On the Hidden History of the Female Body with Erin Maglaque and Harriet Baker
Monday 22nd June, 7pm
Topping & Company Booksellers of Bath, York Street, Bath, Somerset BA1 1NG
6.30pm
7pm
A bold new history of the female body, combining memoir with archival research to reveal a hidden history of birthing, caring, and desiring – with radical implications for how we understand our bodies today
Sex and abortion, pregnancy, and birth, feeding and rocking and washing: these are embodied practices with a deep past. Yet the history of the female body remains largely unknown – even unimagined.
In this exhilarating book, Erin Maglaque explores the hidden history of the desiring, labouring, caring women of the pre-modern past. From fragments in medical texts, trial transcripts, legal treatises, prayer books, letters, and diaries, she assembles a chorus of women's voices. We encounter a vanished past both strikingly recognisable and strange, when ideas of the female body, sexuality, work, and pleasure were more varied, more unruly, and freer.
This is the invisible history of the female body – working, desiring, bleeding, rocking, spinning, dying.

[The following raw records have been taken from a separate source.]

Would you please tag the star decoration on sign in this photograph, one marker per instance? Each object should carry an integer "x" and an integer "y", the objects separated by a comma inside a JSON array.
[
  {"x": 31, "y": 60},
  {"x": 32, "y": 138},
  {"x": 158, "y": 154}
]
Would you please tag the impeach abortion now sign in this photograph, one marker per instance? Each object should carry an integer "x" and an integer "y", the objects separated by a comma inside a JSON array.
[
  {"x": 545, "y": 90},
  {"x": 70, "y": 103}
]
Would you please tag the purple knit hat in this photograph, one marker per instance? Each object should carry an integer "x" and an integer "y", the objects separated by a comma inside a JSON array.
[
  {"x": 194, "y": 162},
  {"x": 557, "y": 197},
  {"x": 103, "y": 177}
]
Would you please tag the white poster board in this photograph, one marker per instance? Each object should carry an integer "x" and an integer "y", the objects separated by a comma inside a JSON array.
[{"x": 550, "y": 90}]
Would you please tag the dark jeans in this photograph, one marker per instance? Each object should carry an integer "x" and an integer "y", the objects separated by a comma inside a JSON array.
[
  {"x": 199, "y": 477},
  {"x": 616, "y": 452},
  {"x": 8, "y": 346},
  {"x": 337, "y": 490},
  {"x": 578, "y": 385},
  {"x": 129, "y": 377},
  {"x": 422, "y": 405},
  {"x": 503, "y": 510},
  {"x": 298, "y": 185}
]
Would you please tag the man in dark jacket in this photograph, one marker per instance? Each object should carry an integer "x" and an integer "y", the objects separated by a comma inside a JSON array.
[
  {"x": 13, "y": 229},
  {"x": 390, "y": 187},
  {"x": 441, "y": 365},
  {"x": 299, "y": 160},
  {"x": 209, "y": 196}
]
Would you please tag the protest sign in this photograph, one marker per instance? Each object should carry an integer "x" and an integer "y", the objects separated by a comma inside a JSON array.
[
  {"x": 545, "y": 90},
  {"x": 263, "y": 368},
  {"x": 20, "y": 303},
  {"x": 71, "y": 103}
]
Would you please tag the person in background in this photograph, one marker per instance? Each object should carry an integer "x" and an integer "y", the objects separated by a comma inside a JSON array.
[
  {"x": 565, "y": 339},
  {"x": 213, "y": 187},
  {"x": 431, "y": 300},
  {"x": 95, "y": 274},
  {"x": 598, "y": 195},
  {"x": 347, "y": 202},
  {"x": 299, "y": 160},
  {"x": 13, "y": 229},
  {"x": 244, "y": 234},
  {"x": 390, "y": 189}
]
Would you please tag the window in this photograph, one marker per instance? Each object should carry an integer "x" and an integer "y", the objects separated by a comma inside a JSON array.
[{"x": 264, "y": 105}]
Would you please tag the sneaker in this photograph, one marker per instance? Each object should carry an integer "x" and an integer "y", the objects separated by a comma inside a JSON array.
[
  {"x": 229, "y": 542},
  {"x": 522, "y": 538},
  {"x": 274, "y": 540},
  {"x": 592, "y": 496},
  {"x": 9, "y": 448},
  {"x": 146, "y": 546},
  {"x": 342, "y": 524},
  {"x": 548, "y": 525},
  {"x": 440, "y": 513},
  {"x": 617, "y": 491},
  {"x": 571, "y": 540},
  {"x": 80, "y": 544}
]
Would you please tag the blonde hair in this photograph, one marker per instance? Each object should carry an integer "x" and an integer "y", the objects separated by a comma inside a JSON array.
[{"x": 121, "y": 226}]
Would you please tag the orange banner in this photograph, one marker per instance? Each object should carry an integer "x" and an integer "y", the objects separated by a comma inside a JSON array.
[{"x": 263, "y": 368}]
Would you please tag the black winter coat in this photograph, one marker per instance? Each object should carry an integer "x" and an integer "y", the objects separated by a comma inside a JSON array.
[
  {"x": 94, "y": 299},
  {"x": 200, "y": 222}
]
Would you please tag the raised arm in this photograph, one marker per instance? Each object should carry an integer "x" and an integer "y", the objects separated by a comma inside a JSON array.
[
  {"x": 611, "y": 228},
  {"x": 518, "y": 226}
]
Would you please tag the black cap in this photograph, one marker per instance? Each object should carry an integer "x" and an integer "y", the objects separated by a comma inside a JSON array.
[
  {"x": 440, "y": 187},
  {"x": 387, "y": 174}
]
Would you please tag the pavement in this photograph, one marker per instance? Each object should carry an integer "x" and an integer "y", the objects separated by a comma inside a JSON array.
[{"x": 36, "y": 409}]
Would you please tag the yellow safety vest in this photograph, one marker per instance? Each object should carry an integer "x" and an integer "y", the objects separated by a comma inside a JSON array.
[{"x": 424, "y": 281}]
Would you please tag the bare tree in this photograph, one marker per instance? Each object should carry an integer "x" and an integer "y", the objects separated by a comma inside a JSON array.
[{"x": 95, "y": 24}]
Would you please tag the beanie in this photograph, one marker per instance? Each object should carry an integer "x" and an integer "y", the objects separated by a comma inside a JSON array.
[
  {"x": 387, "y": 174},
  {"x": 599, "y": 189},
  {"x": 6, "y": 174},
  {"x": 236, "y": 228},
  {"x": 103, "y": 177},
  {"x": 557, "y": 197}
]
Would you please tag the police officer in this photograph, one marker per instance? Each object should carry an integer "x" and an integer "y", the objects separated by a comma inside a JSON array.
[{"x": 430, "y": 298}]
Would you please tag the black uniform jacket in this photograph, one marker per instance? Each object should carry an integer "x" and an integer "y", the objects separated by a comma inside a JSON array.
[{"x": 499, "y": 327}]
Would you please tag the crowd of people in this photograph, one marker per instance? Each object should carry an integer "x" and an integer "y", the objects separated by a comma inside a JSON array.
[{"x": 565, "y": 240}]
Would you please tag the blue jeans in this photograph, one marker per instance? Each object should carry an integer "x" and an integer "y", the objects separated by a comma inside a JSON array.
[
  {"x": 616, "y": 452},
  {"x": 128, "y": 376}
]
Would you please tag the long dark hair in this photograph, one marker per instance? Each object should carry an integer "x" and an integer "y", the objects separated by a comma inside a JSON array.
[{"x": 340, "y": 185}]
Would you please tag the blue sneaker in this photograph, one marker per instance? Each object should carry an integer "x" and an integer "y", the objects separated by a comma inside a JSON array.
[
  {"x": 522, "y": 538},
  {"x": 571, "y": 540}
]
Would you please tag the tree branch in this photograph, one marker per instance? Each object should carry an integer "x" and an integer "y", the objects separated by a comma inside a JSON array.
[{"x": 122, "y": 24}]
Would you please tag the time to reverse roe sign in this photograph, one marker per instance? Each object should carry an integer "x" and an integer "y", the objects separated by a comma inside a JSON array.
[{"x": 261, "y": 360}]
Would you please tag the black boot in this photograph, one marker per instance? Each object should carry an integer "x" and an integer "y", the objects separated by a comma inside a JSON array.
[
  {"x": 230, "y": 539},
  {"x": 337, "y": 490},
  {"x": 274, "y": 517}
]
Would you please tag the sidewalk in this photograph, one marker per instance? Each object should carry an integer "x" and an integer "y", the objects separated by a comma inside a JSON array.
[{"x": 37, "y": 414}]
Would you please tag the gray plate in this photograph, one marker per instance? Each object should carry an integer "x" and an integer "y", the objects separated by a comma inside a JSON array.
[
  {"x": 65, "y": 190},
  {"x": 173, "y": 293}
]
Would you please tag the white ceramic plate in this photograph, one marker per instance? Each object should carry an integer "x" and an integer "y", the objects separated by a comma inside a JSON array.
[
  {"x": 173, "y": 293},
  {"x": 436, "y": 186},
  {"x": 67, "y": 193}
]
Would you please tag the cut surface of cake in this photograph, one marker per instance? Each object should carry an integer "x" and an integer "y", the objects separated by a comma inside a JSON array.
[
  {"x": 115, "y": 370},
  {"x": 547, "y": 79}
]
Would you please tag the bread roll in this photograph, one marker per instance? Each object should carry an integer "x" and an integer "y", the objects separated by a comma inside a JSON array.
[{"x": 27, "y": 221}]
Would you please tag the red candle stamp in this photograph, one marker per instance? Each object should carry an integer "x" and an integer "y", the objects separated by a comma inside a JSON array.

Reaching deeper into the shared history of women's lives, Presence points towards a new way of understanding our bodies today.
Erin will be joined by Harriet Baker of the bestselling Rural Hours.
Erin Maglaque is a writer and historian. She earned her PhD from the University of Oxford, and now teaches history at Durham University. Erin writes regularly about history, gender, and feminism for the London Review of Books, the New York Review of Books, the New York Times Book Review, and other publications.
Harriet Baker has written for the London Review of Books, the Paris Review, the New Statesman, the TLS, and the Apollo. She read English at Oxford and holds a PhD from Queen Mary University of London.